Stem elongation and concomitant acceleration of flowering are well known responses of some higher plants to treatment with gibberellin (2, 3, 7, 8, 19, 20). It is clear that responsive biennials, such as henbane (Hyoscyamus niger L.) and carrot (Daucus carota L.) must reach a certain stage of development before either cold or gibberellin is effective in promoting seedstalk elongation and flowering (4, 5, 9, 19). Thus, in carrot a minimum root diameter of about 1 cm must be attained before flowering may be induced (4, 19).

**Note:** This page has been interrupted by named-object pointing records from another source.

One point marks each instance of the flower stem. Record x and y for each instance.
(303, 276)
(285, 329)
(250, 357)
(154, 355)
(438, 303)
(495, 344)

The flowering behavior of the biennials is in contrast to that of winter annual plants such as head lettuce (Lactuca sativa L.) and endive (Cichoritum endivia L.). The winter annuals, one of which is discussed in this paper, have only a quantitative requirement for cold. Flowering is hastened by a short period of seedling vernalization followed by a regimen of long days and high night temperatures (6, 10, 11, 12, 13, 14, 16, 18, 19). Application of gibberellin at any time after seed germination promotes stem growth and subsequent flowering of endive and of lettuce. The questions which the present experiments were designed to answer are: a) to what extent does gibberellin replace the cold and/or long day requirements for flowering of endive, and b) to what extent does gibberellin overcome temperatures unfavorable for seedstalk elongation.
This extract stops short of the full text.